Gord Grdina NYC Quartet, The BlueShore at CapU (Birch Building), Saturday, Dec. 8 at 8 p.m. For more information on the CapU Jazz series visit capilanou.ca.
Gordon Grdina plays, or has played, in so many bands it’s hard to pick a place to start.
“There’s kind of a couple different reasons for that,” he muses, but mainly: “I’ve got a lot of different interests all over, in a lot of different fields, and lots of different musicians I want to make music with.”
But a couple things have stayed consistent for the Vancouver-born avant-garde jazz musician: his love for the guitar, and his infatuation with the oud.
During the 1990s, a decade known for alternative rock and a late period revival of Woodstock that many now wish they would-have-not, Grdina found his musical vision through classic jazz and blues music instead.
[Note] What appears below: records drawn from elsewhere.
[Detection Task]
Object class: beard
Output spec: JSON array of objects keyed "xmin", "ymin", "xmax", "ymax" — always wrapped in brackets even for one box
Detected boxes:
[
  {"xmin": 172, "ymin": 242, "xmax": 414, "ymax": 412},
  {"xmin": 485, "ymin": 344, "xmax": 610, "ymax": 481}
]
You’re not likely to find many 13 year olds who are trying their hand at guitar by taking on Miles Davis or Wayne Shorter standards at such a tender age, as was Grdina, though he says his main musical “A-ha!” moment came through the blistering sounds of Texas blues.
“I was really into Stevie Ray Vaughan when I was 11. I loved that stuff, and it was all improvised-based kind of stuff,” says Grdina. “All that music you can just find one scale and you can just play on every tune.”
His early love of improvisation was cemented through the blues, but there was still another sonic influence left to add.
That other important detail was discovered in high school, when his guitar teacher played him a Simon Shaheen album called Saltanah – featuring the slide player Vishwa Mohan Bhatt.
“He was like, ‘You got to check out this slide player,’ because I was playing slide blues guitar a lot and then I heard it and then when I first heard the oud there for the first time and it just blew my mind, just the sound of it,” says Grdina.
The oud, which is a type of Middle Eastern lute, became a source of inspiration and infatuation for Grdina, who was drawn to the instrument’s steep learning curve and musical possibilities.
When he entered Capilano University’s music program in 1995, his oud playing really reached a fever pitch.
“I was playing with some friends from Cap who were playing some Indian music and Persian music and it got me wanting to explore it. I got an oud and starting studying with a great Iraqi musician,” he says.
In his professional career, Grdina has taken these early experiences with blues, jazz, electric instrumentation and, naturally, the oud, to new heights, fusing jazz, improvisation, freeform music, Arabic and Persian sounds and a host of other influences into his many bands and projects, which include his trio, the duo Peregrine Falls, Haram, Sangha and The Marrow, to name just a few.
When Grdina returns to his alma mater for tomorrow’s performance, it’ll be with his New York quartet, performing pieces from their 2017 album Inroads, which mixes improvisational jazz with a heavier and darker electric sound.
And while Grdina and the rest of the quartet, rounded out by Oscar Noriega, Russ Lossing and Satoshi Takeishi, will be playing new material as well, the concert will also feature another first for the Capilano University graduate.
“I have played the theatre before,” says Grdina. “(But) this is my first show of my own there.”
On his time at CapU, Grdina says he recalls all the great musicians he met along the way.
“It was the greatest place to go – basically it opened up my whole musical world in the city because going there we had a great group of musicians in our class and that’s where we just starting gigging right away. By going there it really opened up my whole musical career,” he says.
And while he recalls his early days as a pro musician in the city playing any show he could get his hands on, he remembers playing in restaurants most of all.
“I kind of figured out early on that when you’re playing jazz in restaurants people don’t really care what you play,” he says with a laugh, before realizing. “I don’t have to sit there and play music that sucks. I could play music that I really love.”
The scene for avant-garde music has blossomed in Vancouver and Canada throughout the past several decades, according to Grdina. His accolades, which include Juno award wins and a vast array of musical collaborations and activities, are a testament to that.
It’d be a stretch to pigeonhole Grdina as simply a jazz artist, as his interests skew a little more freeform, a little more world music, and a little more improvisational.
“When you have that sense of freedom, every time you play a gig, every concert you play, can completely change your life,” he says. “I don’t think that is true of other forms of music.”